Delicata la questione Alitalia: le commissioni parlamentari competenti devono esprimere un parere sul piano industriale di Ita, la nuova società, che non è vincolante mentre lo è quello della commissione europea. I sindacati, intanto, lanciano l’allarme per i lavoratori di Alitalia in amministrazione straordinaria che rischiano di non vedersi pagati gli stipendi se non arriverà la tranche di 73milioni prevista dal Decreto Rilancio.
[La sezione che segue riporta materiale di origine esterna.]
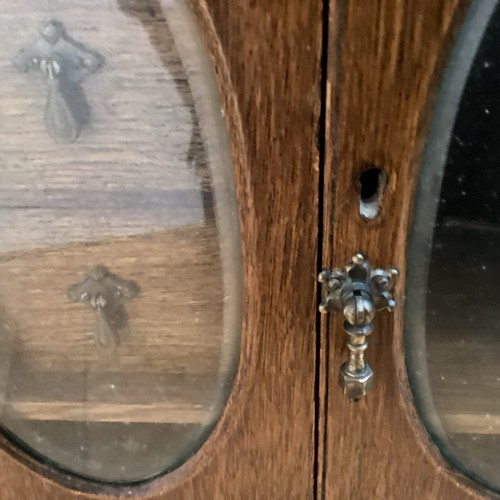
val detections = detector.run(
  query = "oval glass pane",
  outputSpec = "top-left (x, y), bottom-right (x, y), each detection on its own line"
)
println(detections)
top-left (405, 1), bottom-right (500, 489)
top-left (0, 0), bottom-right (242, 483)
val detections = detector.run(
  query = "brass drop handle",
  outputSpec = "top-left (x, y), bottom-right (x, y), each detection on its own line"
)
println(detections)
top-left (68, 265), bottom-right (140, 351)
top-left (318, 253), bottom-right (398, 401)
top-left (13, 19), bottom-right (104, 144)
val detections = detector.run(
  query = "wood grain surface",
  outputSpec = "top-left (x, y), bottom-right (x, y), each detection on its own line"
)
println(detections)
top-left (0, 0), bottom-right (322, 500)
top-left (321, 0), bottom-right (496, 500)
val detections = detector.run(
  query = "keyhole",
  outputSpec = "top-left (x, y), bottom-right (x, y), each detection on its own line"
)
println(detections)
top-left (359, 167), bottom-right (387, 220)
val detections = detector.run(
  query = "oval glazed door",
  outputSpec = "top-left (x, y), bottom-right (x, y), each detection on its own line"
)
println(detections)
top-left (319, 0), bottom-right (498, 500)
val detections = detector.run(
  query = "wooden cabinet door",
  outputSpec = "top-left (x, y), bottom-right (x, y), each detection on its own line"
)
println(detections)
top-left (0, 0), bottom-right (323, 500)
top-left (319, 0), bottom-right (496, 500)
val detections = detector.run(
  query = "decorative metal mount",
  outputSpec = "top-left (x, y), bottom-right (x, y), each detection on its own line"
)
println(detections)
top-left (68, 266), bottom-right (140, 350)
top-left (318, 253), bottom-right (398, 401)
top-left (13, 19), bottom-right (104, 143)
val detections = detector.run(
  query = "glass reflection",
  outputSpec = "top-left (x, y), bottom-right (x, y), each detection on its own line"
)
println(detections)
top-left (406, 2), bottom-right (500, 489)
top-left (0, 0), bottom-right (241, 483)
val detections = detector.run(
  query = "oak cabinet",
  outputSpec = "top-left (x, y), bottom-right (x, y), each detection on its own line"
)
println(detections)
top-left (0, 0), bottom-right (500, 500)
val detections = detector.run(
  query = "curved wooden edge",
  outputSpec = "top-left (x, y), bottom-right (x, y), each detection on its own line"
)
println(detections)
top-left (322, 0), bottom-right (493, 500)
top-left (0, 0), bottom-right (322, 500)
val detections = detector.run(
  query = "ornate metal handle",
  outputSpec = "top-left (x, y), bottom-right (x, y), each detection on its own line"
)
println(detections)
top-left (13, 20), bottom-right (104, 143)
top-left (68, 266), bottom-right (139, 350)
top-left (318, 253), bottom-right (398, 401)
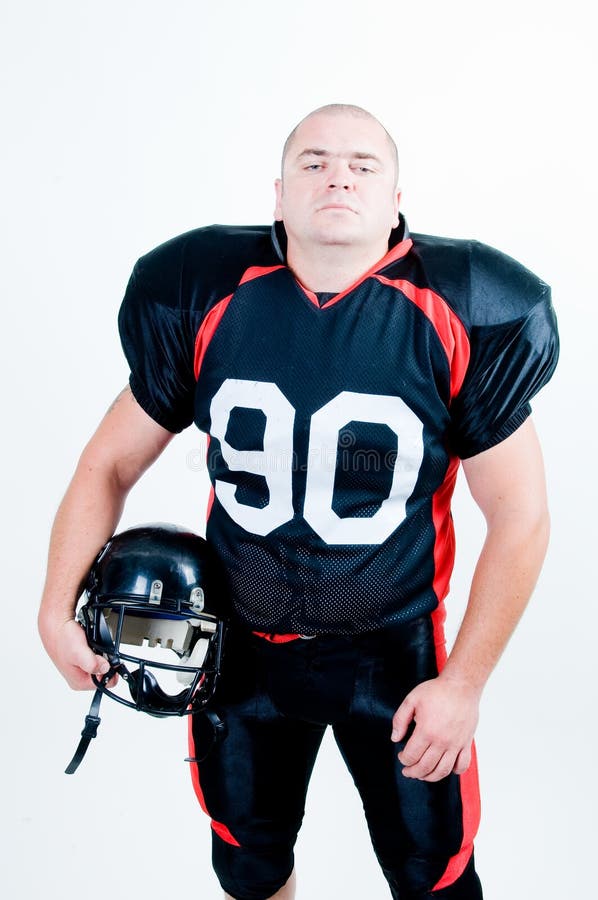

Il 2021 potrebbe essere anche l’anno per chiudere la vicenda ex Ilva: la Commissione europea ha dato il via libera al controllo congiunto di AM InvestCo Italia da parte di Invitalia. L’accordo siglato lo scorso dicembre comporta un deciso investimento pubblico, che avverrà in due tempi. Il primo passaggio prevede un aumento di capitale di AmInvest Co. Italy Spa per 400 milioni di euro, che darà alla partecipata del Mef il 50% dei diritti di voto della società. Il secondo investimento, fino a 680 milioni, sarà dovuto al closing dell’acquisto soggetto al soddisfacimento di varie condizioni sospensive, entro maggio 2022. A quel punto, la partecipazione di Invitalia in AM InvestCo raggiungerà il 60%.
Lontano dall’approdo invece il dossier Fincantieri: l’accordo di acquisto di azioni su Chantiers de l’Atlantique, firmato dallo Stato francese, da Fincantieri e Naval Group il 2 febbraio 2018, si concluderà il 31 gennaio 2021, dopo 5 proroghe.Italia e Francia si erano accordate dal 2017 per lasciare che il gruppo italiano Fincantieri prendesse il controllo dei Chantiers de l’Atlantique di Saint-Nazaire, ceduti dal gruppo coreano in bancarotta Stx. Il progetto è congelato da gennaio 2019.